Tyrone recovered from two major setbacks to carve out a positive outcome. After conceding a goal inside the opening five minutes, they fought back with resilience, and after having Niall Sludden sent off on yellow/black cards. They conceded just two points while playing with a man short for the closing 25 minutes.

Man of the match McShane scored the all-important goal, and finished with 1-4, forging an effective front-line partnership with skipper Mattie Donnelly.

Tyrone introduced a refreshing new approach at Croke Park, mixing their running game with a long ball approach, with the latter paying off generously in the form of several scores, including Cathal McShane’s vital goal.

McShane and skipper Mattie Donnelly revelled in their role as twin target men, using their ball-winning ability to keep the visitors on the front foot, with the pair finishing with a combined total of 1-7.

‘Ability’

“When you have players of that stature up front, with that physicality and that ball-playing ability, then you like to give them ball. There’s no point in them being up there and not getting any ball,” said Harte.

“Now again, it’s getting that sense of balance. If you kick every ball in – after the first three or four were quite successful, Dublin were very much more conscious of it and cut out a number of them.

“So it’s about picking the right time to kick and the right time to run, and about mixing your game up a bit.

“I suppose we have been known as a running team for a few years now, and we do need to bring a bit of variety to our game, and perhaps this is one way of doing it.”

Tyrone also kicked three points from offensive marks, but Harte wishes to reserve judgement on the retention of what remains an experimental change to the playing rules.

“I wouldn’t like to pass judgement on it yet, I’m not quite sure.
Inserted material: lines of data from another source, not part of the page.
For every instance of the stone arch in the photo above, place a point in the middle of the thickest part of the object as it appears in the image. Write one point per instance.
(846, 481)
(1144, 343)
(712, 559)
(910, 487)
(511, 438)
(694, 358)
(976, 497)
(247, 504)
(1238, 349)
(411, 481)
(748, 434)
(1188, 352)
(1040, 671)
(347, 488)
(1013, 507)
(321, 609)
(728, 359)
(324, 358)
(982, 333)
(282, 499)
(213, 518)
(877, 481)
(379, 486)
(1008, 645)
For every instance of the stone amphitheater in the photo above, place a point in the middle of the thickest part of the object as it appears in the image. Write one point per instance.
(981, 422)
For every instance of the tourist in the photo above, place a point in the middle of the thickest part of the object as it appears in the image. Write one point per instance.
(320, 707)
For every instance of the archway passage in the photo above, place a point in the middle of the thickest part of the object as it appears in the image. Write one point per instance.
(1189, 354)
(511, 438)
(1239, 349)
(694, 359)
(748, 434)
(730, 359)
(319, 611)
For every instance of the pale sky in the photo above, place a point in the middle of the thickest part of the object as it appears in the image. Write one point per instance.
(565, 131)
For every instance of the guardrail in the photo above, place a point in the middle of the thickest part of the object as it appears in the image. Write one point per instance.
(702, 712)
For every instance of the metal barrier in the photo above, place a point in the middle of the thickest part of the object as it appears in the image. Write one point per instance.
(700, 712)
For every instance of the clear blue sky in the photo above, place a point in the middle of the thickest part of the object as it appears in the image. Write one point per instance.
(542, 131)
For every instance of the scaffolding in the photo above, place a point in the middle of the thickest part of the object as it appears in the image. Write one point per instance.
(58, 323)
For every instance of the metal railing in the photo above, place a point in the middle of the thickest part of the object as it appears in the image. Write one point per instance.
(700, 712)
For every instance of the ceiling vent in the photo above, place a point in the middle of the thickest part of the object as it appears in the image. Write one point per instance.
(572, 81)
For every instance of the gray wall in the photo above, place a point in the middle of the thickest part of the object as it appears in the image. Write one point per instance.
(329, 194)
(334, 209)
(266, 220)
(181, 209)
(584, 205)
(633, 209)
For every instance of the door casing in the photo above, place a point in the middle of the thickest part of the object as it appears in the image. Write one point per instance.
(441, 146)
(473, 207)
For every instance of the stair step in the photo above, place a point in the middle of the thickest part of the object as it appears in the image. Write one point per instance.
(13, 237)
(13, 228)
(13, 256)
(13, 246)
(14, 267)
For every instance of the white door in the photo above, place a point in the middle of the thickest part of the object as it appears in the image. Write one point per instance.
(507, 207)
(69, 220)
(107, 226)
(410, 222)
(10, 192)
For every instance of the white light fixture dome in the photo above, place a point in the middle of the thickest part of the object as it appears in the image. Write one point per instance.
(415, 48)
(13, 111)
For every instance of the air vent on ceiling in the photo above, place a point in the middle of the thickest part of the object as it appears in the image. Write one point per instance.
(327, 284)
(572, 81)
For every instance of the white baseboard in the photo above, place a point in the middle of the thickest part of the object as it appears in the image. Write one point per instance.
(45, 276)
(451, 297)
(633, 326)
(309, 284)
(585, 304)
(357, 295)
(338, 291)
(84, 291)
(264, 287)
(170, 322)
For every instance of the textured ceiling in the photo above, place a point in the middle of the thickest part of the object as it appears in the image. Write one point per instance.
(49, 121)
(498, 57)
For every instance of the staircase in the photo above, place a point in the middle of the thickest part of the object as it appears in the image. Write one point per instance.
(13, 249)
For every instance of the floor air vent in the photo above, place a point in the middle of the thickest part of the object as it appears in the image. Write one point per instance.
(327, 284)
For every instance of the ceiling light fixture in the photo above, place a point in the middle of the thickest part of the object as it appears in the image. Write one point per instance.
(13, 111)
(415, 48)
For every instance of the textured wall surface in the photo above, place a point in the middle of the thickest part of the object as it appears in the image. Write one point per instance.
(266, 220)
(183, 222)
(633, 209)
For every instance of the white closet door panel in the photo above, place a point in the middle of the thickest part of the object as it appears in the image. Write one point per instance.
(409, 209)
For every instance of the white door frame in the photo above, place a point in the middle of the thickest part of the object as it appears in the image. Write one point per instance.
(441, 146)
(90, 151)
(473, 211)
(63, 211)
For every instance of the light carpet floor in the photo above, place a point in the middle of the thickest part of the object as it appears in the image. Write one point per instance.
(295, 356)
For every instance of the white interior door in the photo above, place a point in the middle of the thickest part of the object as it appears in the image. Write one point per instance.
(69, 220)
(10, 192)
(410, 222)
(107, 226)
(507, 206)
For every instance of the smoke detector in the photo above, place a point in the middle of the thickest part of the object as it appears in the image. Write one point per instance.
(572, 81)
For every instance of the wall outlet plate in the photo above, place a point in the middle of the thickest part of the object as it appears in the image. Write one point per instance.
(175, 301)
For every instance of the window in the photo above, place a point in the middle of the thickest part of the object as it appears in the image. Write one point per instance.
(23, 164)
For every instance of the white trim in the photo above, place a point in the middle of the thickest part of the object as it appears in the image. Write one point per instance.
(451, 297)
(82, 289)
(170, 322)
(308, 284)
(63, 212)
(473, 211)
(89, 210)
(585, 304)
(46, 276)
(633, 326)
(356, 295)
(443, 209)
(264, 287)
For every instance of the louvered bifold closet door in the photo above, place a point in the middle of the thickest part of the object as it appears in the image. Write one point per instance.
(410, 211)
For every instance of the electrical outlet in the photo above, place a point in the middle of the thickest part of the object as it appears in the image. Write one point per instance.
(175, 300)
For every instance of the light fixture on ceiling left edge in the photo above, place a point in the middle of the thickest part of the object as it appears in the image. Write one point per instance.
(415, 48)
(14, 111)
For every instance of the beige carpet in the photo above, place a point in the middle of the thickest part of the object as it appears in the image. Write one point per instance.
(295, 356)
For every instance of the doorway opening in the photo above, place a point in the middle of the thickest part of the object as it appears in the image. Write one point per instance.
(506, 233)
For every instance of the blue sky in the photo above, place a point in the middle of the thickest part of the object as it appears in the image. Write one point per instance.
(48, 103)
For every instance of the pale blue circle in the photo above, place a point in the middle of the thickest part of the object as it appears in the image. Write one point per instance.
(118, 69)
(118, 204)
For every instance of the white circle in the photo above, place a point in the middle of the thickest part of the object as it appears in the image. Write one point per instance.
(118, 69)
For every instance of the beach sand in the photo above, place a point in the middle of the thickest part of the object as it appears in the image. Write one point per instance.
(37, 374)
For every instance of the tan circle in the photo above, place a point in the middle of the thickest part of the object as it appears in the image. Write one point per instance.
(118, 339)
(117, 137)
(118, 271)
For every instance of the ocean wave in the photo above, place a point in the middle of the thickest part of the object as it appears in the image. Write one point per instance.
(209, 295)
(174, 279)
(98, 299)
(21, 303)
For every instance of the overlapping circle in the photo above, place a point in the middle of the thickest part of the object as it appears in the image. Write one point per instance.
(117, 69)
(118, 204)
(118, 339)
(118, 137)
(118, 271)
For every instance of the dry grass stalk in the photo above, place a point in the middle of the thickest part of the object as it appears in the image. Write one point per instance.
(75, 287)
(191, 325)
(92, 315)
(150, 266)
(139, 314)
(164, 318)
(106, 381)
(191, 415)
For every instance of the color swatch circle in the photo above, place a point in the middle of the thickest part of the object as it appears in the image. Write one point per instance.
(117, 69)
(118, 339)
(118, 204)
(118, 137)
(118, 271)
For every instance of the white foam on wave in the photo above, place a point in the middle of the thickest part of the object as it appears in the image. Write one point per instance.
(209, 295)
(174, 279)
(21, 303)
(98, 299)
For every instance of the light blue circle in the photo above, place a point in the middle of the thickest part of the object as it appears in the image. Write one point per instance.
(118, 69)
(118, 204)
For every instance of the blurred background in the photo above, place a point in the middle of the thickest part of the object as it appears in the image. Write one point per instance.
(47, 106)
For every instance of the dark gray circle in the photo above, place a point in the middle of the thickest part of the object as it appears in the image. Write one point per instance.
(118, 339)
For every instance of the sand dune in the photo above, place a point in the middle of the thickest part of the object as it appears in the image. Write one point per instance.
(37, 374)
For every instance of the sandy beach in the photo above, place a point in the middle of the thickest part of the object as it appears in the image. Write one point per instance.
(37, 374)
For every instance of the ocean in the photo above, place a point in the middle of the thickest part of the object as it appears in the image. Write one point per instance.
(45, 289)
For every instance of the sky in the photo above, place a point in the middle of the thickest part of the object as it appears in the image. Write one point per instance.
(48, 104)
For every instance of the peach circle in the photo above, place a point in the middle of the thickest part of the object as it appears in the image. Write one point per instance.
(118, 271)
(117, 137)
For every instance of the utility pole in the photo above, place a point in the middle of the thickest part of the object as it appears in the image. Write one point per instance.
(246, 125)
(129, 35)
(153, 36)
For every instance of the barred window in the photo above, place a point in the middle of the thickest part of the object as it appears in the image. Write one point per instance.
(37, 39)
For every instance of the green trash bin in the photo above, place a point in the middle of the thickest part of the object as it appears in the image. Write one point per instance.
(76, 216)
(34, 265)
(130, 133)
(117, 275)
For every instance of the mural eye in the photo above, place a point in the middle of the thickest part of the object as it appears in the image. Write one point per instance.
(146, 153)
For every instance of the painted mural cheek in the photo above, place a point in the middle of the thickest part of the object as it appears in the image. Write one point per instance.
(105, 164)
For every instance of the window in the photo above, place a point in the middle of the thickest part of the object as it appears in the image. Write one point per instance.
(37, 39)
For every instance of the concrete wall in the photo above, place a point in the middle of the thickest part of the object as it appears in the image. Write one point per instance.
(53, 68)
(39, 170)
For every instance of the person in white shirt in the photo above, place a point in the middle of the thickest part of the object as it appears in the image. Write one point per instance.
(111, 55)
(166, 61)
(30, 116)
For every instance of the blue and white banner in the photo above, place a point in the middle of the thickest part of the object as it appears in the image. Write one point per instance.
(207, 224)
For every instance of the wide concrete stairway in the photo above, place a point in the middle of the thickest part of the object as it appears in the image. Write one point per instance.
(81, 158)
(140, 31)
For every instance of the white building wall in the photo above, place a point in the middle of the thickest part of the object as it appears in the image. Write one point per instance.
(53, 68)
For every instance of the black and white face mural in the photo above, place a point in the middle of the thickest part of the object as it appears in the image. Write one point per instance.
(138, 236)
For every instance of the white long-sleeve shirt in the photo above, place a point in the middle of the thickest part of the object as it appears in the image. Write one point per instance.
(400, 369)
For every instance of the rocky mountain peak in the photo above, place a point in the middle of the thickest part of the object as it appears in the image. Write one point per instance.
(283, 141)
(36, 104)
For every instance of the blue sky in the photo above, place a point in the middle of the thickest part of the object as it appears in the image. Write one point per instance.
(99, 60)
I don’t see it as being very detrimental to the game, but I’m not sure if it does a lot for it either,” he said.

“Well, it’s there at the moment. It’s a rule that’s in for this National League, so if we have the players who are capable of winning that kind of hard ball, or kicking it a distance, that they’ll not be pushed around, it’s good to use it.

“Yes, that makes it that you don’t have to be quite as accurate as if you’re playing small men who are maybe very skilful out-and-out forwards that you need a very precise kind of ball for them. You can put a sort of 50-50 ball in and these men will fight for it and can win their share of it. So yes, that makes if more of an option.”

Harte was delighted with the application of his players, but cautioned that Dublin are still some way off peak performance.

“It’s definitely very satisfying, but we all know that we’re not meeting Dublin at their peak at the minute, and that’s a fact of life.

“I suppose it appears like the league didn’t matter as much to them this year as it did in previous years, they have enough titles now to be happy with.

“So we wouldn’t get carried away and think that we’ve beaten Dublin at their best.

“But we beat Dublin in a way that we haven’t done in a long time, so it’s very satisfying when you can take on Dublin, even with some players unavailable etc, and to get the win.”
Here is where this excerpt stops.